Football players, too, are offbeat
Petros Papadakis of the USC Trojans is a Greek-American bearing gifts - including a gift of gab.
He can knowledgeably discuss literary figures ranging from Shakespeare to Jack Kerouac, from Victor Hugo to Joseph Heller, from Henry James to Sylvia Plath.
The Trojans’ tailback also has a knack for one-liners, referring to the location of his family’s Greek restaurant in a blue-collar neighborhood as, “You know, Sixth Street.

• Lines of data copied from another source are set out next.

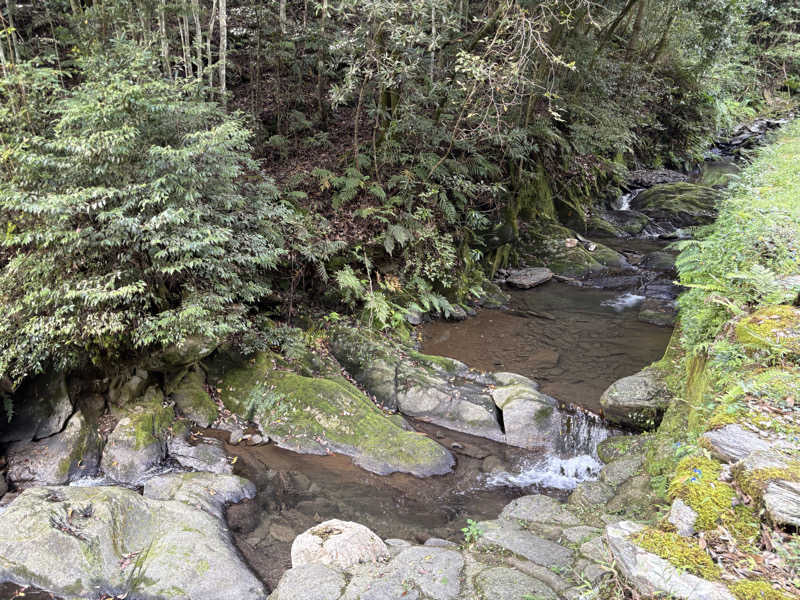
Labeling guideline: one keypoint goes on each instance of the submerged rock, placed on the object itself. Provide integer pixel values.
(339, 544)
(322, 415)
(638, 401)
(651, 575)
(79, 542)
(58, 459)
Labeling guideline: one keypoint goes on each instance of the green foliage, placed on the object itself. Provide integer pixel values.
(133, 221)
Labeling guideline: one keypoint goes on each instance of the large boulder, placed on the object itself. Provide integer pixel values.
(78, 542)
(638, 401)
(193, 400)
(339, 544)
(63, 457)
(139, 440)
(41, 409)
(320, 415)
(677, 205)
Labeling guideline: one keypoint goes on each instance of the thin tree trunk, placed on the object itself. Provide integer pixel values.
(162, 27)
(223, 48)
(209, 56)
(198, 38)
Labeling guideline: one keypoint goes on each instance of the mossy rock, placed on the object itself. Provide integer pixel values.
(679, 204)
(193, 400)
(320, 415)
(772, 328)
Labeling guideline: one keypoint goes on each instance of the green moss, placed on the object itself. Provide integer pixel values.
(756, 590)
(683, 553)
(772, 327)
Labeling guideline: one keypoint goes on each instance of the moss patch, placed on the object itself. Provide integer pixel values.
(772, 327)
(683, 553)
(756, 590)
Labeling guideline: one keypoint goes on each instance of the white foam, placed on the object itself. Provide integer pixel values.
(551, 472)
(624, 302)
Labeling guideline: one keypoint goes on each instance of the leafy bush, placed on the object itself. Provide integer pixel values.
(133, 221)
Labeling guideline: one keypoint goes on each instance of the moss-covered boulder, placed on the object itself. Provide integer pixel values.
(677, 205)
(316, 415)
(63, 457)
(41, 408)
(192, 398)
(773, 328)
(89, 542)
(139, 440)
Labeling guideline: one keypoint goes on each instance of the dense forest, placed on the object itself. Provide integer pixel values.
(179, 167)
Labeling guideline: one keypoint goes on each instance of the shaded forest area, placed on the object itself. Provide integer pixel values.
(192, 167)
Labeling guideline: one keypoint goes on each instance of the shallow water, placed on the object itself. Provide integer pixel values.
(592, 338)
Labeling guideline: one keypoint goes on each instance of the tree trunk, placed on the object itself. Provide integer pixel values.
(223, 48)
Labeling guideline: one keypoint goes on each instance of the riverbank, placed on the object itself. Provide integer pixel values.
(727, 454)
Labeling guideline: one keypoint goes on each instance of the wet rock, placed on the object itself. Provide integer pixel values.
(638, 401)
(652, 575)
(782, 502)
(503, 583)
(683, 518)
(121, 544)
(129, 386)
(645, 178)
(322, 415)
(655, 311)
(192, 399)
(190, 351)
(310, 582)
(527, 278)
(770, 327)
(591, 494)
(41, 409)
(678, 205)
(620, 470)
(732, 443)
(207, 491)
(58, 459)
(538, 509)
(205, 454)
(336, 543)
(138, 442)
(538, 550)
(634, 497)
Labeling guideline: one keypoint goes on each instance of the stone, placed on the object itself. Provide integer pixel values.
(192, 399)
(732, 443)
(538, 550)
(112, 539)
(591, 494)
(526, 279)
(58, 459)
(309, 582)
(620, 470)
(638, 401)
(651, 575)
(336, 543)
(503, 583)
(205, 454)
(581, 534)
(207, 491)
(782, 502)
(419, 571)
(322, 415)
(138, 442)
(683, 518)
(538, 509)
(41, 408)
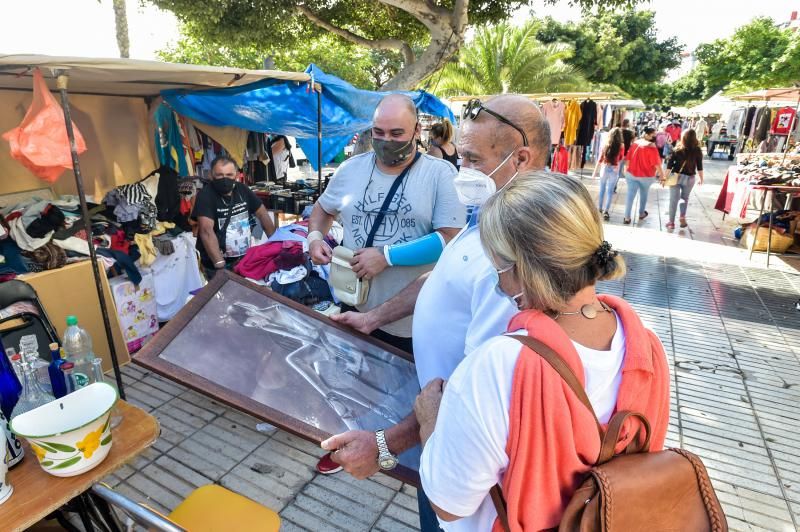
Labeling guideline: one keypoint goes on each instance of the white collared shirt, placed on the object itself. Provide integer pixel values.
(458, 308)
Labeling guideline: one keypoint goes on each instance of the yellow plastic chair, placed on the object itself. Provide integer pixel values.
(212, 508)
(209, 508)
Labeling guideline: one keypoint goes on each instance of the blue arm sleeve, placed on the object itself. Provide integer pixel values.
(423, 250)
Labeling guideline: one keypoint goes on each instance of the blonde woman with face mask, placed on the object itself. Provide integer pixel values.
(505, 415)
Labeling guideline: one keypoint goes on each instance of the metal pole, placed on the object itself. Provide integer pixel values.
(319, 141)
(63, 80)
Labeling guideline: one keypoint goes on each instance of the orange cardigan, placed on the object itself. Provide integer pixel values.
(553, 440)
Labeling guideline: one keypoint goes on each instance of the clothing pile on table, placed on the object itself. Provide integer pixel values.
(282, 263)
(138, 229)
(770, 170)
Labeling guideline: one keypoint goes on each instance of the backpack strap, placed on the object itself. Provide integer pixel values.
(563, 369)
(608, 438)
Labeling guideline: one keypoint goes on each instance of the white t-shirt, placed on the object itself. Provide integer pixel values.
(458, 308)
(425, 201)
(466, 455)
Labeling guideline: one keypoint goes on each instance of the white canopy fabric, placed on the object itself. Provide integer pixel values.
(129, 77)
(716, 105)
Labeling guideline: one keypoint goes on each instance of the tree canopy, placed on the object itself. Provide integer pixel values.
(758, 55)
(503, 58)
(425, 34)
(616, 47)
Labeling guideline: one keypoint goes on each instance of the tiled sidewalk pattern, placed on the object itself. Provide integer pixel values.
(731, 332)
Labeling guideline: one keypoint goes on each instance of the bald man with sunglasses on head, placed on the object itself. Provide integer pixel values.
(456, 306)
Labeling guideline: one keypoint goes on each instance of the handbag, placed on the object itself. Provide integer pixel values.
(348, 288)
(636, 490)
(672, 177)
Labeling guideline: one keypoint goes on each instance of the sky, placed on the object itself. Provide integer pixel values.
(86, 27)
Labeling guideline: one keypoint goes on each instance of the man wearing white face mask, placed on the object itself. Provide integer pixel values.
(458, 308)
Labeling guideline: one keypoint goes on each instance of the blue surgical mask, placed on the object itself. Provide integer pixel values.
(515, 300)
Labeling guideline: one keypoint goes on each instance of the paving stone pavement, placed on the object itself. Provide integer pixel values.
(730, 329)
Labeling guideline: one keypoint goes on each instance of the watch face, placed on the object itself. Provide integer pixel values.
(388, 463)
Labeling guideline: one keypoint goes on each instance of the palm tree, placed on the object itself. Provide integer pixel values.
(503, 58)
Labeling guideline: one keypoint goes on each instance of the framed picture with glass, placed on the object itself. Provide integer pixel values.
(250, 348)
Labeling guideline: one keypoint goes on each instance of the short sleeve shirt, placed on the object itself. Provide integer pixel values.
(425, 201)
(242, 205)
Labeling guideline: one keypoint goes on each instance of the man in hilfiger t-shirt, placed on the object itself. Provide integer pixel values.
(223, 212)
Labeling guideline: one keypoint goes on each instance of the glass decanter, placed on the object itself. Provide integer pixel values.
(33, 395)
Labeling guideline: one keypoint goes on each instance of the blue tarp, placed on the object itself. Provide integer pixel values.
(290, 108)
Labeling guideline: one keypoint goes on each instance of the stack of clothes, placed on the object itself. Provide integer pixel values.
(770, 170)
(282, 264)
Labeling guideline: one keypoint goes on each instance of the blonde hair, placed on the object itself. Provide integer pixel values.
(443, 130)
(546, 224)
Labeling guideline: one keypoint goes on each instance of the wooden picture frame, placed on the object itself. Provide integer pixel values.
(255, 379)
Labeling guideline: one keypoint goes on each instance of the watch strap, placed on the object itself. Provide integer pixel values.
(383, 447)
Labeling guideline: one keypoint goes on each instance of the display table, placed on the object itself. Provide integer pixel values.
(728, 145)
(37, 494)
(769, 190)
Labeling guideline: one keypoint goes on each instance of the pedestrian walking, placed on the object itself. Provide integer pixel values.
(644, 164)
(611, 156)
(687, 163)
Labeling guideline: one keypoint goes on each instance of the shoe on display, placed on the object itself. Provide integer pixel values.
(327, 466)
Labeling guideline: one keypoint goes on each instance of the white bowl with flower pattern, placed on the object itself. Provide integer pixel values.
(70, 435)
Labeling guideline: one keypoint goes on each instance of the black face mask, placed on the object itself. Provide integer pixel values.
(394, 152)
(223, 185)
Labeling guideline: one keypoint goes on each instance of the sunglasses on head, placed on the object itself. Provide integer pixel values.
(473, 109)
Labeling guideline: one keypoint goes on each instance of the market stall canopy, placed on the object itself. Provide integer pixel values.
(130, 77)
(274, 106)
(716, 105)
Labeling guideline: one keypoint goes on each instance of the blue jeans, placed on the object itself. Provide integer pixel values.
(637, 185)
(428, 522)
(608, 182)
(680, 191)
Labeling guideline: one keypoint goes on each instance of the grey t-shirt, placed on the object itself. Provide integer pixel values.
(424, 202)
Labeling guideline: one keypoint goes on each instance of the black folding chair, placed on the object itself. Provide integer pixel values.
(27, 319)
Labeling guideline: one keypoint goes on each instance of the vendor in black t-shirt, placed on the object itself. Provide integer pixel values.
(223, 211)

It’s like the Fifth Avenue of San Pedro.”
A most unusual scholar-athlete, Papadakis also has a gift for running with a football.
Filling in for injured tailback Chad Morton last weekend, Papadakis rushed for 118 yards against California, including a 65-yard touchdown dash. He had another long run for an apparent touchdown called back because of a penalty.
Asked if he enjoyed classic Greek literature and philosophy, Papadakis shook his head and replied, “The dead Greeks are way beyond me. That doesn’t move fast enough for me. My dad’s into that.
“He says, ‘Become a philosopher, like the Greeks, be a man.’ He thinks he’s Achilles or Agamemnon,” Papadakis said, adding with a laugh, “He’s nuts.”
The last word …
“We started out losing our first three games, too, and everybody wrote us off.” - Yankees pitcher David Wells, trying to console Wayne Gretzky and the struggling Rangers.